Electronic Evolution

I was born three years after the first atomic bomb was detonated in Japan.

We had no TV, no on demand anything. The electronic evolution had yet to begin. To see a movie, you had to drive to a theater, roll down all your windows, put a speaker in your car, or park and go inside and take a seat. There were no cell phones. Not everybody had phones in their homes. There was only one in our home. Phones came in any color you wanted as long as they were black. There were two wires on it, one from the wall to the phone and another from the phone to the handset. The one to the wall was not portable, that was it.

By the time I got to high school, not much had changed. TV was available in color. Prior to that, it was black and white and a few shades of grey. We still did not have a way to record, or watch shows on demand. There were no video games yet. Most of our current events info still came from radio and newspapers. TV news was on an hour in the evenings. Half that time was local news weather and sports. The other half was dedicated to national and international news.

When I got married, we still didn’t have cell phones or the internet.

Cell phones didn’t exist when I married. Neither did DVD players. Nor the internet. Most of my news input was gleaned from the newspaper. In childhood, I learned to read by looking at the newspapers. Every day I would read the paper from cover to cover. In Tampa, we had two papers a day. There was the Morning Tribune, and, in the evenings, we had the Times. That was the principal way sports news was followed. When you were away from home and needed to make a phone call, every other street corner had pay telephones in little booths. That was how you called home There were long lines of pay phones in separate tiny cubicles in airports, bus stations, and hotels. They were almost everywhere.

It wasn’t until the mid-1980s that things started to accelerate.

Along came the first electronic games. You found them in bars at first. Space Invaders and Pac Man. The first home based gear arrived. Atari and games like Pong entertained us on our home TVs. We still didn’t have cell phones or internet, but things were starting to accelerate.

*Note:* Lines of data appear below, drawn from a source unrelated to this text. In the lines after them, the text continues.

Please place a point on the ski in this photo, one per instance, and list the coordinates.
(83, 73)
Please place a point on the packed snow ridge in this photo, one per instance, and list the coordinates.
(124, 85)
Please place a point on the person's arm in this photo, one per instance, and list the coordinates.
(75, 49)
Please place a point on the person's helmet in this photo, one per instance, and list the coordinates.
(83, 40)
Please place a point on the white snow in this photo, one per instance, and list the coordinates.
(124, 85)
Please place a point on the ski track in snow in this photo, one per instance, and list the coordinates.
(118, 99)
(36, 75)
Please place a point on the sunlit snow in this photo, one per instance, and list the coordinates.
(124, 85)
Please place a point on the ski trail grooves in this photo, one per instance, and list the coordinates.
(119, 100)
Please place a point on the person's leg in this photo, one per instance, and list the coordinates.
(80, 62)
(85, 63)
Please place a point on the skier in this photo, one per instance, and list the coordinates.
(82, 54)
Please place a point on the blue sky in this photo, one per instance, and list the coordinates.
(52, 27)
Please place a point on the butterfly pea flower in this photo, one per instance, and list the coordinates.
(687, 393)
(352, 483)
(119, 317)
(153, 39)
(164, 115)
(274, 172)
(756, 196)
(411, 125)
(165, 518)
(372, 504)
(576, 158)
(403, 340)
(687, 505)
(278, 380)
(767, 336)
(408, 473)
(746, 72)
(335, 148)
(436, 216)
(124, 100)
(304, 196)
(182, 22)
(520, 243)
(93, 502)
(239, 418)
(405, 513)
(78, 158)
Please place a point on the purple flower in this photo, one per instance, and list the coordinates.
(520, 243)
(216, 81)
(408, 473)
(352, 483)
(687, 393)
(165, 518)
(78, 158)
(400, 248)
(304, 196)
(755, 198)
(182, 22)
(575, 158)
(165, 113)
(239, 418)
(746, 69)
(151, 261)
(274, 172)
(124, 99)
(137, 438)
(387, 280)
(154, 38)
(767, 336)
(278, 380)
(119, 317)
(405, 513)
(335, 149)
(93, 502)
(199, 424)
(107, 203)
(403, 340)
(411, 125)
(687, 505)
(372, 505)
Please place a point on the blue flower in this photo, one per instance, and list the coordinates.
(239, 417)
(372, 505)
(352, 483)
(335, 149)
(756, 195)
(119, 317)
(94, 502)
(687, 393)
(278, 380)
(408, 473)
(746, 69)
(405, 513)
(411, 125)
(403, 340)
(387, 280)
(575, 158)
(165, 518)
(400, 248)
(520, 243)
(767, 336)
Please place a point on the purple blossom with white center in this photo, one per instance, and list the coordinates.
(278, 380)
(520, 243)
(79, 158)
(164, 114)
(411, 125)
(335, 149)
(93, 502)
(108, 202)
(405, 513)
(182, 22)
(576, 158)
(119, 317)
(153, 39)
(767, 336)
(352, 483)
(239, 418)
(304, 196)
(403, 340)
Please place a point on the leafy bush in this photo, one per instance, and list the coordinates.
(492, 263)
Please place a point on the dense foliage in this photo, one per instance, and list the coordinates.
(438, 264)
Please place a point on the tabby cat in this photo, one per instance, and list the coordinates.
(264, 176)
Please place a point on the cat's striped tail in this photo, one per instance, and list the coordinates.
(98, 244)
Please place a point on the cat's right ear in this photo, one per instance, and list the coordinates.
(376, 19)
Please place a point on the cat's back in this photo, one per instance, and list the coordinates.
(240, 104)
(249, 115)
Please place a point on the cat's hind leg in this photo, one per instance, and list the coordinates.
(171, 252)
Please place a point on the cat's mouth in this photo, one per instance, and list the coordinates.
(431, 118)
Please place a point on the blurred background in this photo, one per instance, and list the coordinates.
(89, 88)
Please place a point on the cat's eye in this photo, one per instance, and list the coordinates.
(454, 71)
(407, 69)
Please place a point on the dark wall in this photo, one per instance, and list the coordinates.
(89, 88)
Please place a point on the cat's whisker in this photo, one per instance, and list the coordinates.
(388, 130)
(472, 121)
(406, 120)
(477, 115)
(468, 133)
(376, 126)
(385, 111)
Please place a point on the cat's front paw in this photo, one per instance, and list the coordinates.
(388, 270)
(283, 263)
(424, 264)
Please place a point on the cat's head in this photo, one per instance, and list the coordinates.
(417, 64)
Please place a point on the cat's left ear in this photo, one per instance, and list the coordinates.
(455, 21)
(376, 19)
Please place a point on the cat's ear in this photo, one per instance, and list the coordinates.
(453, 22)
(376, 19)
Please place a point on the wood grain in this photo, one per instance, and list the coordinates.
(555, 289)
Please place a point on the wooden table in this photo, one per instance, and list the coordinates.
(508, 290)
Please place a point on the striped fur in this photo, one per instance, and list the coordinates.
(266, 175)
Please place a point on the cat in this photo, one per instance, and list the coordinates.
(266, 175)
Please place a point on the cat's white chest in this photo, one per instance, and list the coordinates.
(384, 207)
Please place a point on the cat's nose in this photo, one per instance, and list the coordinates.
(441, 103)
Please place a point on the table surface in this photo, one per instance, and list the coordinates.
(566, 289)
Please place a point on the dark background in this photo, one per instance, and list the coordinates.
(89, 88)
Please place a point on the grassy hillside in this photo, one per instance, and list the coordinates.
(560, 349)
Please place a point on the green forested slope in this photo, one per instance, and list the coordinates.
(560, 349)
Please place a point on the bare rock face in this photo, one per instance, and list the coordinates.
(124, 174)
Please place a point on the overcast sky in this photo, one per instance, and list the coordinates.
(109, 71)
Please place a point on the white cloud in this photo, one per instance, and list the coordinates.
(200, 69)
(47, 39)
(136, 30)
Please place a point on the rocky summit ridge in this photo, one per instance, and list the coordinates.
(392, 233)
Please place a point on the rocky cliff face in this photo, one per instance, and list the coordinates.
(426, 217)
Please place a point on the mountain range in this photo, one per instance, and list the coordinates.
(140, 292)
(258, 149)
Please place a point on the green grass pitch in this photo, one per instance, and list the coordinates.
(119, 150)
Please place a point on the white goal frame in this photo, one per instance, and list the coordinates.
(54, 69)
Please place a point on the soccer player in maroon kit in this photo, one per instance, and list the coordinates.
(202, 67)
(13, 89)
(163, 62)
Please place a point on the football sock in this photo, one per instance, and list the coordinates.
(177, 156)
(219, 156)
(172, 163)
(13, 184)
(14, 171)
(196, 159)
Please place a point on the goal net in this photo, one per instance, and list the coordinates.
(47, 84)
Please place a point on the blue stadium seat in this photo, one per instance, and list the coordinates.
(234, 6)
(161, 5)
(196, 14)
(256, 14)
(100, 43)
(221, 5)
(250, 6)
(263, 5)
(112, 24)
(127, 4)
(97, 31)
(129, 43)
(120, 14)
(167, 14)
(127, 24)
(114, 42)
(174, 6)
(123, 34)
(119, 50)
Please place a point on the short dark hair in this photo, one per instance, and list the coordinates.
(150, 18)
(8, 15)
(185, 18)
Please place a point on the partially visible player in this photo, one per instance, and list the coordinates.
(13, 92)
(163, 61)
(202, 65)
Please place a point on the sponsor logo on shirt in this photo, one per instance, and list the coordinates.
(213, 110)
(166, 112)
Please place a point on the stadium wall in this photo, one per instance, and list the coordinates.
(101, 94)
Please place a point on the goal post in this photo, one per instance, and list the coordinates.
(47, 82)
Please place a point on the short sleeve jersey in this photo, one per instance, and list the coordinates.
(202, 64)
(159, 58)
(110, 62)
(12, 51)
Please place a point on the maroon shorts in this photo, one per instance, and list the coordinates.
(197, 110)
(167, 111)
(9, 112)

Finally, the internet showed up, but was so specialized, only geeks could use it. There were no pictures, no animation, and no videos. Interaction was limited to bulletin boards known as BBS and a couple of apps that made them work, like Maveric. They were asymmetrical, you didn’t ‘chat’ real time with others. The operating system was DOS 3.1. If you didn’t know what that meant, you were normal. There was no Windows and few could afford or, even knew what to do with an Apple computer.

Cell phones showed up too.

About time. The early cell phones were wired into your car and were called bricks. Guess why? They weighed about two pounds and looked like a . . . Well, a brick. As the phones became more widespread, they got smaller. The first one I had billed me by the minute to use it. We paid out the you know what for any long distance calls too. In my case, long distance could be as short as ten miles away. When making or receiving calls, the first minute was generously, ‘on the house’. There would be a beep at 50 seconds to alert you that your minute was about up. My wife and I spoke in 55 second bursts.

By now we’re talking about the mid-1990s. The internet was becoming. That’s it, becoming. There was yet to be any video, social media, or Google. Half the population had no idea what you were talking about if you said ‘dot com.’ Now we’re up to the turn of the millennium. That brought a host of interesting new things. The doom and gloom media elite were hysterical that the Y2K bug would blow up all the progress we had made since the beginning of the industrial revolution. They were wringing their collective hands telling us we’re all gonna die. It was the climate change mantra of the time. I turned 52 at the initiation of Y2K. I can’t wait to see what happens over the next 52 years. So far so good.